1. September 1939: Allgemeine Mobilmachung, Befehl zur Evakuierung der elsässischen Zivilbevölkerung.

13. September 1939: Ankunft der ersten elsässischen Flüchtlinge im Bahnhof von Mussidan.

Juni 1940: Niederlage Frankreichs.

25. Juli 1940: Annexion des Elsass und der Mosel durch das Dritte Reich.

August – Oktober 1940: Die elsässischen Flüchtlinge kehren in ihre Heimat zurück.

Am 1. September aktiviert der französische Generalstab einen Plan zur Evakuierung der elsässischen und mosellanischen Bevölkerung sowie der Verwaltung ins Landesinnere. Der seit langem vorbereitete Plan sollte die Bevölkerung schonen und gleichzeitig die Truppenbewegung erleichtern.

Die Operation betrifft 600.000 Einwohner in den Departements Haut-Rhin, Bas-Rhin und Moselle mit dem Ziel Südwestfrankreich.

Die Reise mit dem Zug dauert etwa zwölf Tage. Sie ist anstrengend: Es mangelt an Bequemlichkeit und Hygiene, die Ernährung ist unzureichend.

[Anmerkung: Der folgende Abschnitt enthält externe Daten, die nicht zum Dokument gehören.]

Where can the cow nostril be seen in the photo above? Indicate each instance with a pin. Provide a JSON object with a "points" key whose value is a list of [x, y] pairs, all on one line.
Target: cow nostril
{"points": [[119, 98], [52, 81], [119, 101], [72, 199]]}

Das Departement Dordogne, das als Aufnahmeort für einen Teil der Bewohner des Bas-Rhin, darunter die Straßburger, ausgewählt wurde, war nicht auf die Aufnahme von Elsässern vorbereitet. Der Bahnhof von Périgueux wurde zum Transitzentrum und nahm täglich bis zu 10.000 Flüchtlinge auf. Innerhalb weniger Tage zählte der Kanton Mussidan (8.017 Einwohner) Anfang 1940 3.023 Flüchtlinge. Im September 1939 nimmt Périgueux fünfzehn- bis zwanzigtausend Elsässer auf. Während sie auf die Zuweisung eines Zimmers in einer der von den Behörden beschlagnahmten Wohnungen warteten, schliefen viele Flüchtlinge im Kino von Mussidan oder im Ballsaal von Noëla Malard in Beaupouyet. Die acht Baracken, die gebaut wurden, um 200 Personen aufnehmen zu können, reichen nicht aus. Die Neuankömmlinge, die in abgelegenen Weilern im Herzen des Double-Waldes untergebracht waren, mussten sich an die Bedingungen des Landlebens anpassen, von denen sie keine Ahnung hatten. Doch schon bald wird in Mussidan eine elsässische Schule eingerichtet. Auch ein Nebenrathaus von Straßburg entsteht.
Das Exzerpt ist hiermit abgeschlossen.